Cultura racista: resistência à inclusão do afrodescendente.

Outras iniciativas do governo brasileiro estão gradativamente fortalecendo o vínculo do Brasil com suas raízes africanas. A Lei 12.288 de 2010 instituiu o Estatuto da Igualdade Racial e um ano depois a Lei nº 12.519 de 2011 consagrou a data de 20 de Novembro como Dia Nacional da Consciência Negra. São conquistas importantes, mas resta ainda muito por fazer.
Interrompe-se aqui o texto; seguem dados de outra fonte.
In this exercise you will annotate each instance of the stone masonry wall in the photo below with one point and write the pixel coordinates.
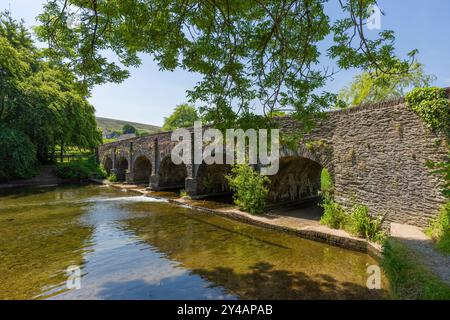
(375, 153)
(378, 159)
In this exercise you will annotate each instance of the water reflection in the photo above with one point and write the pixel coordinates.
(133, 247)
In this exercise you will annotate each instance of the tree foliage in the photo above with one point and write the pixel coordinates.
(183, 116)
(128, 128)
(370, 87)
(17, 156)
(40, 99)
(249, 53)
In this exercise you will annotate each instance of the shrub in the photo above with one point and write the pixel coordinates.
(326, 183)
(250, 188)
(17, 156)
(112, 177)
(408, 277)
(334, 214)
(440, 229)
(363, 225)
(80, 169)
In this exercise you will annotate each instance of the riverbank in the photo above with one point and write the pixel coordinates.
(302, 227)
(46, 178)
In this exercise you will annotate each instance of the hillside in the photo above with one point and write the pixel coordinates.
(116, 125)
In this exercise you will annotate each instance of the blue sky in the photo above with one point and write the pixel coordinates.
(150, 95)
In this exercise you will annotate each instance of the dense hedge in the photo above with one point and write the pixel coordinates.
(80, 170)
(17, 156)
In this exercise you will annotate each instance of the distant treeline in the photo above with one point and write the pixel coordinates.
(43, 106)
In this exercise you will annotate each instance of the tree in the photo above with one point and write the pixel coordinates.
(370, 87)
(41, 99)
(183, 116)
(262, 52)
(128, 128)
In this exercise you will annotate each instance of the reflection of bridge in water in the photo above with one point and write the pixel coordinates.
(375, 154)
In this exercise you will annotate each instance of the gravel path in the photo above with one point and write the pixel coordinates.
(416, 240)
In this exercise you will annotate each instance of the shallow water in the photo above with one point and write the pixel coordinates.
(134, 247)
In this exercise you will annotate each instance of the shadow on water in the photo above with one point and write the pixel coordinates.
(263, 282)
(132, 247)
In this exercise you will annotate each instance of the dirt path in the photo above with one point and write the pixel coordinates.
(417, 241)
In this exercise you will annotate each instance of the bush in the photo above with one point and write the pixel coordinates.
(363, 225)
(250, 188)
(80, 169)
(112, 177)
(432, 105)
(334, 214)
(17, 156)
(440, 229)
(326, 183)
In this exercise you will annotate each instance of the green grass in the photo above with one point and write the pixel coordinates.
(439, 229)
(81, 169)
(117, 125)
(409, 278)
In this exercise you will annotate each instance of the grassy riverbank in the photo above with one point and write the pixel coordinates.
(408, 276)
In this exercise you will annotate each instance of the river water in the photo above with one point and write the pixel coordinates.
(128, 246)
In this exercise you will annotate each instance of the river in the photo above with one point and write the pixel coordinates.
(128, 246)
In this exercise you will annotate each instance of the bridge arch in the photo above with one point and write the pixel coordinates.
(107, 164)
(171, 176)
(122, 168)
(298, 178)
(142, 169)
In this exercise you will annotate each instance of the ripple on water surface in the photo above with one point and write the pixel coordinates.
(137, 247)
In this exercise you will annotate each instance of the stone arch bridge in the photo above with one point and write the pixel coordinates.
(376, 155)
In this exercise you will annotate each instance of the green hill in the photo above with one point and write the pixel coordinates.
(116, 125)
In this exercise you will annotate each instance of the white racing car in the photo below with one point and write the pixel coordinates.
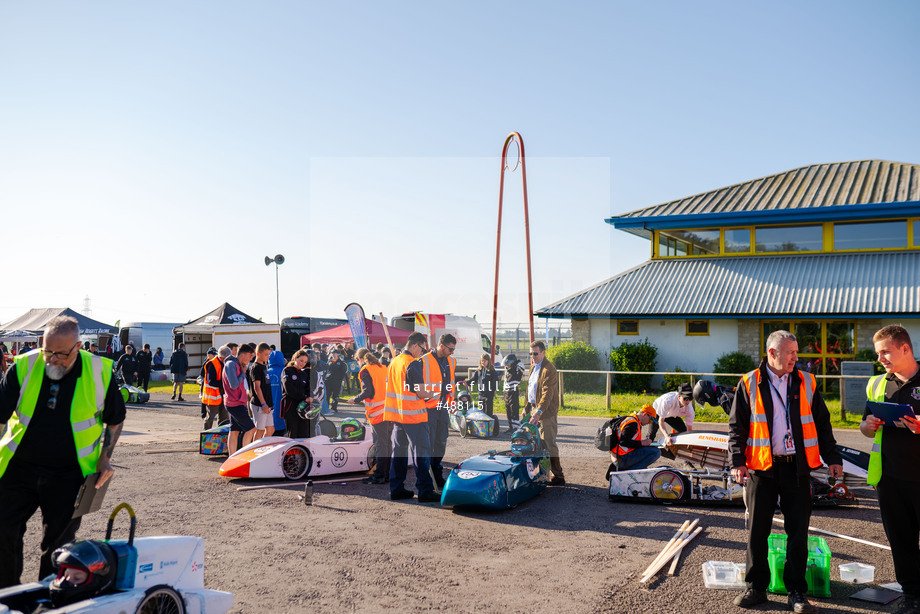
(283, 457)
(147, 575)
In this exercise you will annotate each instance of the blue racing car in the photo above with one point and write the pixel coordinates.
(500, 480)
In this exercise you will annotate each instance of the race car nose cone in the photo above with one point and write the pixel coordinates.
(235, 468)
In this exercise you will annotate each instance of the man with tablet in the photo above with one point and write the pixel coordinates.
(894, 464)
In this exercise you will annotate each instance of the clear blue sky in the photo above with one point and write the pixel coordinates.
(152, 153)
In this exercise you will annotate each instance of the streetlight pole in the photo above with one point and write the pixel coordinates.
(278, 260)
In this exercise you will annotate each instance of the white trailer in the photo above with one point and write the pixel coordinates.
(472, 343)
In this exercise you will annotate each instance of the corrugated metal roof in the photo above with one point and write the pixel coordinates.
(818, 185)
(831, 285)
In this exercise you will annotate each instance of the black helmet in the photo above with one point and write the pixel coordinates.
(95, 559)
(707, 393)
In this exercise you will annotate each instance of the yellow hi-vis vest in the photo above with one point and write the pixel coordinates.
(85, 410)
(401, 404)
(759, 450)
(875, 391)
(373, 407)
(431, 373)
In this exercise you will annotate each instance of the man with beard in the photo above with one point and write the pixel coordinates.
(64, 413)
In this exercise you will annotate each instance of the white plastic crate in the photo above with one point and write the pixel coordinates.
(721, 574)
(857, 573)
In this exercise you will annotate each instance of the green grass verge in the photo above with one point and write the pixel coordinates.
(595, 405)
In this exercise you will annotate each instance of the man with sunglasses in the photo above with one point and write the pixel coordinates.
(543, 405)
(64, 413)
(434, 376)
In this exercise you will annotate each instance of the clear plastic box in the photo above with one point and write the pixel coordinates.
(857, 573)
(721, 574)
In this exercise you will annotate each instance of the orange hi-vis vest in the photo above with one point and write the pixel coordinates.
(431, 373)
(758, 453)
(210, 395)
(373, 407)
(401, 404)
(620, 450)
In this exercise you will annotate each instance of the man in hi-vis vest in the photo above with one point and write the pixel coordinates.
(894, 464)
(63, 414)
(779, 430)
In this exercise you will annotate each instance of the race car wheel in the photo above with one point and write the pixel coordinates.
(161, 600)
(668, 485)
(296, 462)
(372, 458)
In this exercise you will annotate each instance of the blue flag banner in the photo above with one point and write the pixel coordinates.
(355, 314)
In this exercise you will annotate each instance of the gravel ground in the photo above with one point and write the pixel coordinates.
(570, 549)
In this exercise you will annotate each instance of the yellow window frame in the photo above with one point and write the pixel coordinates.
(827, 241)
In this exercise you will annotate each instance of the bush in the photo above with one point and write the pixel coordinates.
(869, 355)
(732, 362)
(577, 355)
(674, 379)
(639, 356)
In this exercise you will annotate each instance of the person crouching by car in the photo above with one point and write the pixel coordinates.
(373, 377)
(631, 451)
(236, 399)
(295, 388)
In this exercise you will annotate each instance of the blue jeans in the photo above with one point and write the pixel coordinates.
(438, 430)
(417, 434)
(639, 458)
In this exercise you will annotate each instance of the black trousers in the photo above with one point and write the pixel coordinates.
(143, 377)
(487, 401)
(22, 492)
(794, 494)
(513, 408)
(899, 502)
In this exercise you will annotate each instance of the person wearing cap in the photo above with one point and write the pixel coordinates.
(631, 451)
(212, 388)
(144, 364)
(675, 412)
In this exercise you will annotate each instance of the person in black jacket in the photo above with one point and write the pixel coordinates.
(295, 386)
(514, 373)
(338, 369)
(144, 362)
(778, 427)
(178, 366)
(128, 365)
(486, 380)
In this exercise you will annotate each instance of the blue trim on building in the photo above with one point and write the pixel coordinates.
(837, 213)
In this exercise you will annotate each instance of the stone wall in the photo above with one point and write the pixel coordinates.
(581, 330)
(749, 338)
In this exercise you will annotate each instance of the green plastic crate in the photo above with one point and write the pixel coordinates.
(817, 573)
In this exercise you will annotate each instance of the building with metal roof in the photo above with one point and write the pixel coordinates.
(828, 251)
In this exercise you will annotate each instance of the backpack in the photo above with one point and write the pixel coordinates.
(606, 433)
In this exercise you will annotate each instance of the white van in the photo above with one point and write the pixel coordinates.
(472, 343)
(199, 337)
(157, 334)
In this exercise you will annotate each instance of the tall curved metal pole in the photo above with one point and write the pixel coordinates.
(514, 136)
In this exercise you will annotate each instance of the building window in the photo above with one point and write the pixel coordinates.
(788, 239)
(822, 346)
(870, 235)
(738, 241)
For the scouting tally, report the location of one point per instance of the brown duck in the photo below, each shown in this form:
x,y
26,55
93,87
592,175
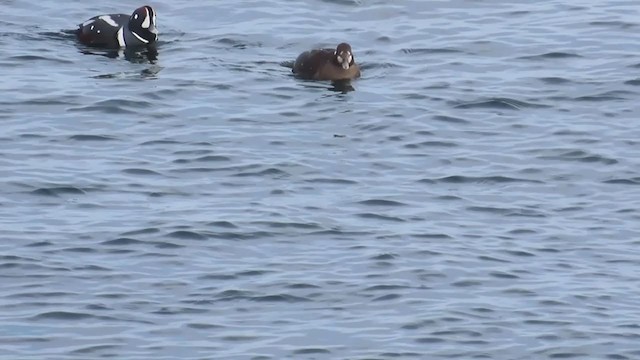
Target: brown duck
x,y
327,64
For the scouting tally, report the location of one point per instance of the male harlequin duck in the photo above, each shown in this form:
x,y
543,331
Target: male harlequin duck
x,y
120,30
327,64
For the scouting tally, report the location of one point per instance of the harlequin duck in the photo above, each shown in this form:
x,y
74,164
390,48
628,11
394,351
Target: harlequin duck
x,y
120,30
327,64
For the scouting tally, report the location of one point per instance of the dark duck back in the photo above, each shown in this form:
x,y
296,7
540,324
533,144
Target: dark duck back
x,y
120,30
327,64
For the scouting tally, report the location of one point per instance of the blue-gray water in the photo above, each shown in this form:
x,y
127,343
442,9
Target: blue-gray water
x,y
474,196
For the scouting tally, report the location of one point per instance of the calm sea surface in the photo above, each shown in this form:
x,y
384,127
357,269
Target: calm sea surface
x,y
475,195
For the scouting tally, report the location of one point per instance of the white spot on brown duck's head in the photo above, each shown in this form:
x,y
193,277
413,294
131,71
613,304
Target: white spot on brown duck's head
x,y
344,55
109,20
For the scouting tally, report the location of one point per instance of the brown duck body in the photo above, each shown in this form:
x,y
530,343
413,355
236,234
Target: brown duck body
x,y
323,64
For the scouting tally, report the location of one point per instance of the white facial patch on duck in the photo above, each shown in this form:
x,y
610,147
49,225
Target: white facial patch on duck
x,y
145,41
147,20
109,20
120,37
342,62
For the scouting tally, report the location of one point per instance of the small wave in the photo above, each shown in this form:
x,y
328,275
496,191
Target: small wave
x,y
122,242
616,24
141,232
311,351
332,181
451,119
63,315
266,172
59,190
607,96
431,51
459,179
555,80
279,298
381,202
498,103
136,171
288,64
81,137
629,181
115,106
578,155
380,217
187,235
551,55
427,144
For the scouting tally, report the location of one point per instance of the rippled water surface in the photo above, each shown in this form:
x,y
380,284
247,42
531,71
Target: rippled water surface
x,y
474,195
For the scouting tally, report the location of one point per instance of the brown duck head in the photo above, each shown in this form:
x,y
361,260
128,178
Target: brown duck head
x,y
344,56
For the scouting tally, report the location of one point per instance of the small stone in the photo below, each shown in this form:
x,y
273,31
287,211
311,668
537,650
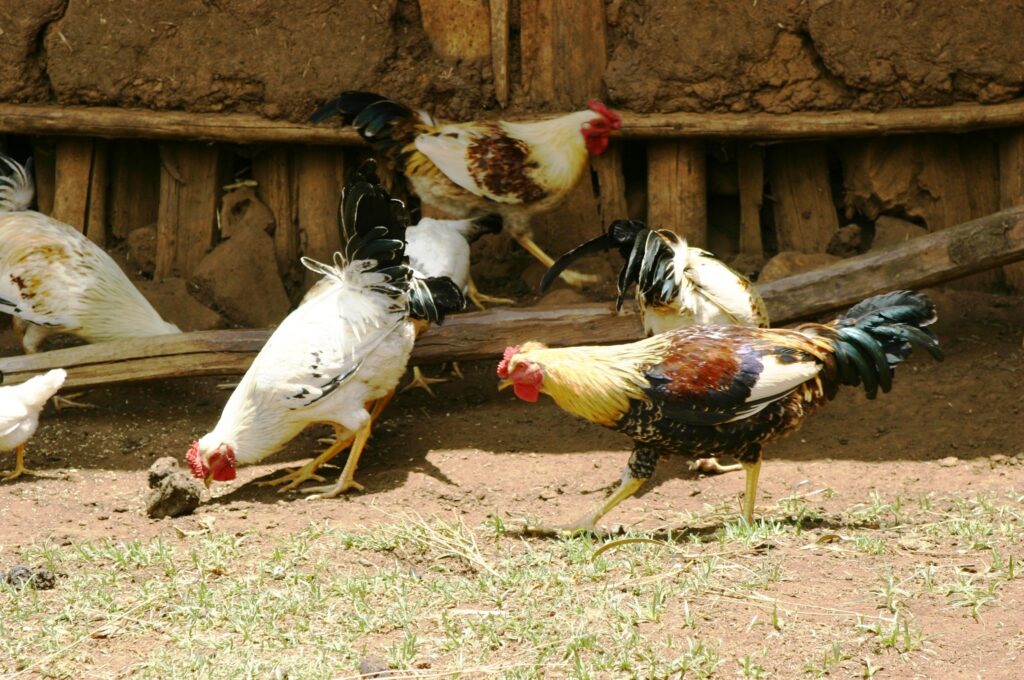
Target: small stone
x,y
18,576
372,667
162,468
43,579
177,495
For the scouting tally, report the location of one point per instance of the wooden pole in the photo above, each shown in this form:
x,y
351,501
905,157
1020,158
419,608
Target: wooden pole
x,y
805,214
190,176
500,49
321,174
677,189
989,242
248,128
1012,192
751,164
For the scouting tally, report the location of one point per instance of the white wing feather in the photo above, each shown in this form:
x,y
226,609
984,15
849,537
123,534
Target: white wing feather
x,y
449,149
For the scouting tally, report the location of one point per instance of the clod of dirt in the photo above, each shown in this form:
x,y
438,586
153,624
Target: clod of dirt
x,y
371,667
163,468
792,262
176,495
20,576
240,270
171,298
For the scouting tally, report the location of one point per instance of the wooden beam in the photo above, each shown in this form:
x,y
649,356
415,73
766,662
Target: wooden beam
x,y
989,242
249,128
1012,192
500,49
751,164
677,189
190,177
937,257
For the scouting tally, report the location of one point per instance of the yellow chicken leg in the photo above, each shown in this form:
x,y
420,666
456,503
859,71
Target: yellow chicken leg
x,y
293,478
420,380
19,468
346,481
478,298
570,277
712,466
753,472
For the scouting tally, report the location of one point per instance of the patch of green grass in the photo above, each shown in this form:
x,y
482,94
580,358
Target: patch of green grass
x,y
443,598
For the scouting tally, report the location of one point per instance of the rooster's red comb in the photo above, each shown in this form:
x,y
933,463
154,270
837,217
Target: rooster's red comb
x,y
503,366
614,120
196,462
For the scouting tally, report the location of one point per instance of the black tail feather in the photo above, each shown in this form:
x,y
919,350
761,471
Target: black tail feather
x,y
431,299
377,119
372,223
878,334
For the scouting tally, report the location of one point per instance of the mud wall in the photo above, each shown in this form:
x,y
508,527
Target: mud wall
x,y
280,57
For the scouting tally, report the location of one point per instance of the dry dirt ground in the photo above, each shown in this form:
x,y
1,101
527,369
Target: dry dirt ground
x,y
861,500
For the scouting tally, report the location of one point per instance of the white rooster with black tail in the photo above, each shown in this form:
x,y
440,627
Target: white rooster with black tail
x,y
344,348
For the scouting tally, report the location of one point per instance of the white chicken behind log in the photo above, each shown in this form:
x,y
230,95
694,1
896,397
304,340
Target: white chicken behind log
x,y
345,347
53,280
19,408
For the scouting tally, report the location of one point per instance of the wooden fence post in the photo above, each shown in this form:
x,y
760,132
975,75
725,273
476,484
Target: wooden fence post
x,y
134,192
677,188
805,214
190,179
80,185
751,163
320,174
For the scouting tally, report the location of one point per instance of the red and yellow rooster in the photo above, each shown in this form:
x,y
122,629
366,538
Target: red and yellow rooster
x,y
706,390
473,169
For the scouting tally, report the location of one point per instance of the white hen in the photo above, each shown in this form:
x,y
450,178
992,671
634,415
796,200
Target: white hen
x,y
343,348
19,407
53,280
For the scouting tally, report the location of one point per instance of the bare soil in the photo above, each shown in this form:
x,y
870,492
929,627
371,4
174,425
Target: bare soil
x,y
951,429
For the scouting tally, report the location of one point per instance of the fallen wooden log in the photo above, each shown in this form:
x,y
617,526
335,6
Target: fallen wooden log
x,y
958,251
249,128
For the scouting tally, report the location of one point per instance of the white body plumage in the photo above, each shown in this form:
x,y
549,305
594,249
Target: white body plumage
x,y
440,248
344,346
54,280
19,407
710,292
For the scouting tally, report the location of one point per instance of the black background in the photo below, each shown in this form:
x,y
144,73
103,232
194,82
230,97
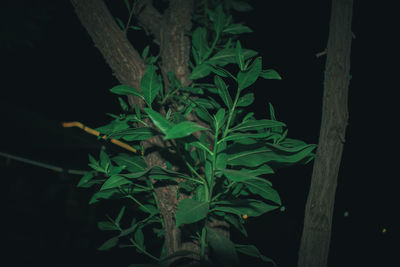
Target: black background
x,y
63,77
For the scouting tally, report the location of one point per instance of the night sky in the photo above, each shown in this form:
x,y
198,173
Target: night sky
x,y
62,77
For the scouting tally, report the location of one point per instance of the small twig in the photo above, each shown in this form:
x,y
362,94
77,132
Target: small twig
x,y
96,133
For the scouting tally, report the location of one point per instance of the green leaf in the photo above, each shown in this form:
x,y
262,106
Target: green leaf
x,y
252,251
139,238
107,226
115,181
240,135
248,77
239,57
219,118
110,243
263,188
132,163
183,129
159,121
120,214
190,211
127,4
126,90
134,134
105,161
245,100
253,157
222,72
223,91
223,248
200,71
234,220
179,253
256,125
123,104
87,177
241,6
228,55
240,207
199,42
237,29
150,84
219,19
256,185
120,23
270,74
145,52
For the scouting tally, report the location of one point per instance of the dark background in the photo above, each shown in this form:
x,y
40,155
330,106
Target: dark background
x,y
51,72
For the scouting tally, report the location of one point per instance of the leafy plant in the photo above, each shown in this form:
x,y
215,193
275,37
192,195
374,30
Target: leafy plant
x,y
219,162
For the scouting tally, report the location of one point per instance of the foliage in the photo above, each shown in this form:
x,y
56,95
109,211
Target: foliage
x,y
220,163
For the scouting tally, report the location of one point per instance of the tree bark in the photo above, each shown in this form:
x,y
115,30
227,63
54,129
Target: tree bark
x,y
168,30
315,241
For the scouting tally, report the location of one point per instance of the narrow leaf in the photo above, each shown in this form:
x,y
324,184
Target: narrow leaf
x,y
246,100
110,243
183,129
256,125
115,181
223,91
150,84
126,90
190,211
223,248
270,74
159,121
248,77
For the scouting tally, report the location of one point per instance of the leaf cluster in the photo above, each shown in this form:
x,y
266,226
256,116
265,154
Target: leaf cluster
x,y
223,159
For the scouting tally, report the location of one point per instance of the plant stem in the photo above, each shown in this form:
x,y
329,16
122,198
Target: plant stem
x,y
203,242
143,251
138,202
231,114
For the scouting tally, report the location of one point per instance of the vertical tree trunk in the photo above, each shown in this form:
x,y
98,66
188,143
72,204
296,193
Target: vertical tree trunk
x,y
314,247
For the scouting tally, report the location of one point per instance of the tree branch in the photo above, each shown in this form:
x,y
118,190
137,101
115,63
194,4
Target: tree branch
x,y
125,62
149,18
175,45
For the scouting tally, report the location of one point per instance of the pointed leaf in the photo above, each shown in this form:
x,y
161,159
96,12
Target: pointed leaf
x,y
256,125
270,74
120,214
240,56
250,207
132,163
107,226
228,55
248,77
245,100
159,121
252,251
237,29
126,90
110,243
223,91
84,181
223,248
115,181
150,84
183,129
200,71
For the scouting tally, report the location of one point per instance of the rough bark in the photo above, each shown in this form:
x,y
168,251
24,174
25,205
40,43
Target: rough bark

Atualmente a Lei 7.716 de 05 de janeiro de 1989 define os crimes resultantes de preconceitos de raça e de cor no Brasil. A iniciativa da lei é válida e necessária, porém pouco alterou a realidade do negro na esfera social brasileira. Com relativa frequência o noticiário nacional tem apresentado denúncias de racismo ou preconceito de cor no país. Práticas de racismo ou de injúria racial ainda são lamentavelmente comuns no Brasil.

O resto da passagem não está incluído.